I'm working with this paper: Textural Features Corresponding to Visual Perception, by Tamura, Mori, and Yamawaki. There's a part where you have to calculate neighborhoods of one image (matrix of, for example $256 \times 256$) and those neighborhoods have to be $2^k$ size square.
Step 1: Take averages at every point over neighborhoods whose sizes are powers of two, e.g., $1\times1$, $2\times2$, $\cdots$, $32\times32$. The average over the neighborhood of size $2^k\times2^k$ at the point $(x,y)$ is $$A_k(x,y)=\sum_{i=x-2^{k-1}}^{x+2^{k-1}-1}\sum_{j=y-2^{k-1}}^{y+2^{k-1}-1}f(i,j)\big/2^{2k}$$ where $f(i,j)$ is the gray-level at $(x,y)$.
Ok that's great.
Then I have to calculate a difference:
Step 2: For each point, at each point, take differences between pairs of averages corresponding to pairs of non-overlapping neighborhoods just on opposite sides of the point in both horizontal and vertical orientations. For examples, the difference in the horizontal case is $$E_{k,h}(x,y)=\left|A_k\left(x+2^{k-1},y\right)-A_k\left(x-2^{k-1},y\right)\right|.$$
Let $A(0,0)$ be the point where I want to calculate the difference.
If I use $A(0,0)$, I will go out of bounds on the second member.

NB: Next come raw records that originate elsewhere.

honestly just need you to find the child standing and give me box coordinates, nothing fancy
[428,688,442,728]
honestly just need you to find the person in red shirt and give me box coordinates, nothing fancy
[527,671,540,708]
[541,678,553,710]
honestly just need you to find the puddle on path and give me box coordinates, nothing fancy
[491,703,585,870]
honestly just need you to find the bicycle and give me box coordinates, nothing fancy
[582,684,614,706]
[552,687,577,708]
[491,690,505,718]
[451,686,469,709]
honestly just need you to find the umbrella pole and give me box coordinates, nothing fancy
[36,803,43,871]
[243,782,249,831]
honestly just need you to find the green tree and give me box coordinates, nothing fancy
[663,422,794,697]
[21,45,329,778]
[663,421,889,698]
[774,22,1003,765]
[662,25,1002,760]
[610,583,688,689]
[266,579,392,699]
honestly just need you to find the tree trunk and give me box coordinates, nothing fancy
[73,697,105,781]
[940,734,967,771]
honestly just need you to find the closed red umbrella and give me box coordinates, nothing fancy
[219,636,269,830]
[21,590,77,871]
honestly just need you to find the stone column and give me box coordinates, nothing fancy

Do you think it's an error? There's nothing about the '$h$' parameter anywhere as well.
$k$ could be $0, 1, 2 \dots$
As Michael suggested, $h$ is for horizontal. You'll also have vertical difference $$ E_{k,v}(x,y) = |A_k(x+2^{k-1},y) - A_k(x-2^{k-1},y)| $$ I think that they take $E_k = \max(E_{k,h},E_{k,v})$ and then maximize over $k$.
Yes you will, if $(x,y)$ are close to the boundary. The authors admit as much:
They offer no remedy to the boundary effects. One possible solution is to extend the image to a larger square by setting the color of every exterior pixel equal to the color of the image pixel nearest to it.